Visualization of 4D multimodal imaging data and its applications in radiotherapy planning
Author(s) -
Schlachter Matthias,
Fechter Tobias,
Adebahr Sonja,
SchimekJasch Tanja,
Nestle Ursula,
Bühler Katja
Publication year - 2017
Publication title -
journal of applied clinical medical physics
Language(s) - English
Resource type - Journals
SCImago Journal Rank - 0.83
H-Index - 48
ISSN - 1526-9914
DOI - 10.1002/acm2.12209
Subject(s) - computer science , visualization , correctness , radiation treatment planning , rendering (computer graphics) , medical physics , ground truth , consistency (knowledge bases) , data mining , artificial intelligence , radiation therapy , radiology , medicine , programming language
Purpose To explore the benefit of using 4D multimodal visualization and interaction techniques for defined radiotherapy planning tasks over a treatment planning system used in clinical routine (C‐ TPS ) without dedicated 4D visualization. Methods We developed a 4D visualization system (4D‐ VS ) with dedicated rendering and fusion of 4D multimodal imaging data based on a list of requirements developed in collaboration with radiation oncologists. We conducted a user evaluation in which the benefits of our approach were evaluated in comparison to C‐ TPS for three specific tasks: assessment of internal target volume ( ITV ) delineation, classification of tumor location in peripheral or central, and assessment of dose distribution. For all three tasks, we presented test cases for which we measured correctness, certainty, consistency followed by an additional survey regarding specific visualization features. Results Lower quality of the test ITV s (ground truth quality was available) was more likely to be detected using 4D‐ VS . ITV ratings were more consistent in 4D‐ VS and the classification of tumor location had a higher accuracy.

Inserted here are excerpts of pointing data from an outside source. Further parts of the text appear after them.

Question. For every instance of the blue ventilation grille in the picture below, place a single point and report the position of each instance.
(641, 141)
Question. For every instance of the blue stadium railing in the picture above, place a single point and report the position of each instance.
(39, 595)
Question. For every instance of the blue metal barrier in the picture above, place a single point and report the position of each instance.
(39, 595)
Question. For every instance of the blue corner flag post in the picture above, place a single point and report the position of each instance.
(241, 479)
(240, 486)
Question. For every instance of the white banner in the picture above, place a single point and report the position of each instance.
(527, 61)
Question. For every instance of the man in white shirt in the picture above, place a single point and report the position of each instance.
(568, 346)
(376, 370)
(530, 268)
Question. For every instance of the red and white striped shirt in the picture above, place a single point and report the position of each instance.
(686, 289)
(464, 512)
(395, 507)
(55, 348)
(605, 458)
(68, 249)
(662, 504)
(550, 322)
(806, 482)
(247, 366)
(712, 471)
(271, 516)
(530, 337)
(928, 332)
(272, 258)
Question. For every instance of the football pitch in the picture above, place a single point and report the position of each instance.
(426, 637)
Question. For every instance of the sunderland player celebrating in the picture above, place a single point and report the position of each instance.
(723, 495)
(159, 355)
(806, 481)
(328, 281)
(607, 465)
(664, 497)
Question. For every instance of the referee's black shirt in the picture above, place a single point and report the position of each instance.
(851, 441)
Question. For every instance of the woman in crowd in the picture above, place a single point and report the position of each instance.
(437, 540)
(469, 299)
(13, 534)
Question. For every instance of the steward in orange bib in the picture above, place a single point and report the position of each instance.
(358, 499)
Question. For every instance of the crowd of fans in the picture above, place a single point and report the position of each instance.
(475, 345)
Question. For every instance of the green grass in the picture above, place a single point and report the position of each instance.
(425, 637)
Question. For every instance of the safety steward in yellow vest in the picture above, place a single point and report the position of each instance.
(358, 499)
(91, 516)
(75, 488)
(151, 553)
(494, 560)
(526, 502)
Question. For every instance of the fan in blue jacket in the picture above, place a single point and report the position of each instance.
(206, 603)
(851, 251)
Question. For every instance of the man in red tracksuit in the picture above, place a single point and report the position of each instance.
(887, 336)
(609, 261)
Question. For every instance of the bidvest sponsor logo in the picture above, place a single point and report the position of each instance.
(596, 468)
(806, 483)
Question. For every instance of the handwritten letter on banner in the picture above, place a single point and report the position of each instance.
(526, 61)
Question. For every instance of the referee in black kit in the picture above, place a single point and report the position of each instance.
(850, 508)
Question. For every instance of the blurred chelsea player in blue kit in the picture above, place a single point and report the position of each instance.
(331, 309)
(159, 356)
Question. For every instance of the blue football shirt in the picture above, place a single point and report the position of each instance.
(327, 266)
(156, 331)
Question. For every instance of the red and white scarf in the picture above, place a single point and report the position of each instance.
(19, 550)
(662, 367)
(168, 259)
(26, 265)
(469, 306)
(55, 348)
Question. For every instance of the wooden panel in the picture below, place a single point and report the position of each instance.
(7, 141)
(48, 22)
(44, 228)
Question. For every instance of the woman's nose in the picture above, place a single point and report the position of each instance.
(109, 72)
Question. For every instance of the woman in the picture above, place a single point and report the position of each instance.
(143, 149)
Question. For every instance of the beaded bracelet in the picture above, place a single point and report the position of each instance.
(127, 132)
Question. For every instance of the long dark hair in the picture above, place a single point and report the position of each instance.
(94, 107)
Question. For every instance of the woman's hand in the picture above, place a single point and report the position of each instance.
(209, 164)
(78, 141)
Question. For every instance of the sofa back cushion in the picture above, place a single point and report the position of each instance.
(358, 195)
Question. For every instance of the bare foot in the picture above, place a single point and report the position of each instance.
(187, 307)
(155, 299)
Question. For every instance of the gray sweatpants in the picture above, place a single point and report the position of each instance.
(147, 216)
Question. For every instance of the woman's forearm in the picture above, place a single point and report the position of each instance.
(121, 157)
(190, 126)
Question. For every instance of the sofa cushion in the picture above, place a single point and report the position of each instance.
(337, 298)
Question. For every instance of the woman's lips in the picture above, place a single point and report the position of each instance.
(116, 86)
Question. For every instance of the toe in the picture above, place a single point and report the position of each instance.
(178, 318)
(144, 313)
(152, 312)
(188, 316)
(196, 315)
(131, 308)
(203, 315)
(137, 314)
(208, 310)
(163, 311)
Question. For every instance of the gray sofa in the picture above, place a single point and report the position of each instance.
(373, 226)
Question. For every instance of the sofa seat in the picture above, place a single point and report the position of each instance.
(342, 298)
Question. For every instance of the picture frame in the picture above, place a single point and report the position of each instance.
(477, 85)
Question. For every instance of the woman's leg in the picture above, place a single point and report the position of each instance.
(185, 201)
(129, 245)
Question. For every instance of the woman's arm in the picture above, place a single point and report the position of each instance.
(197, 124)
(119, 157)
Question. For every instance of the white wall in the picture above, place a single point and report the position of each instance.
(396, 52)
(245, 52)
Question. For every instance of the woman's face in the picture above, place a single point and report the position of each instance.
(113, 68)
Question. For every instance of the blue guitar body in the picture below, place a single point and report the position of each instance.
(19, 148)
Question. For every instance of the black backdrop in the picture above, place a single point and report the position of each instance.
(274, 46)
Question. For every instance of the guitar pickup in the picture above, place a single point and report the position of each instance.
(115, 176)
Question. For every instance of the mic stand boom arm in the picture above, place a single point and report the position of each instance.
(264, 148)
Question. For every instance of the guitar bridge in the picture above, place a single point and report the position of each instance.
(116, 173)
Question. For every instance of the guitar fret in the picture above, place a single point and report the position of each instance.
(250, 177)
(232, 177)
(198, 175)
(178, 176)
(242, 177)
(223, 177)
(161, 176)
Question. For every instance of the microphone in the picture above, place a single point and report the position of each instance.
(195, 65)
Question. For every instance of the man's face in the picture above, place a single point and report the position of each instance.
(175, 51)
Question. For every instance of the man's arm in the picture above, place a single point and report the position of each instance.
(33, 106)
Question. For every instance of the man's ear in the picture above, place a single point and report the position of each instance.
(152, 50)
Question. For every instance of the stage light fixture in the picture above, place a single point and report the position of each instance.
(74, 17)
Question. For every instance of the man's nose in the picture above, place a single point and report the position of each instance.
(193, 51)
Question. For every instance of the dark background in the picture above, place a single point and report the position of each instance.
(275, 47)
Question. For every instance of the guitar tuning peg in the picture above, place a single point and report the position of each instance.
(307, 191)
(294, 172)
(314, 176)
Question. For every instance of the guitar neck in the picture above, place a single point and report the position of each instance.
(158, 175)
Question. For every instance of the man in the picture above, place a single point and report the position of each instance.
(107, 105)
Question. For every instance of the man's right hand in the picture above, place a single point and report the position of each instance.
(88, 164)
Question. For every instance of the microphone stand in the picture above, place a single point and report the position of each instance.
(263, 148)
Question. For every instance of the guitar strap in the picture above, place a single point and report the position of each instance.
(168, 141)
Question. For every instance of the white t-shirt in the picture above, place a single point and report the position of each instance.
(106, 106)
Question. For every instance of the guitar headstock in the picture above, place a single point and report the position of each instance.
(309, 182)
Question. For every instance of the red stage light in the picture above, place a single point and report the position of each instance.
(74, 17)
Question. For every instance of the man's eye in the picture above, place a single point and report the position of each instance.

Overall evaluation of the survey indicates 4D‐ VS provides better spatial comprehensibility and simplifies the tasks which were performed during testing. Conclusions The use of 4D‐ VS has improved the assessment of ITV delineations and classification of tumor location. The visualization features of 4D‐ VS have been identified as helpful for the assessment of dose distribution during user testing.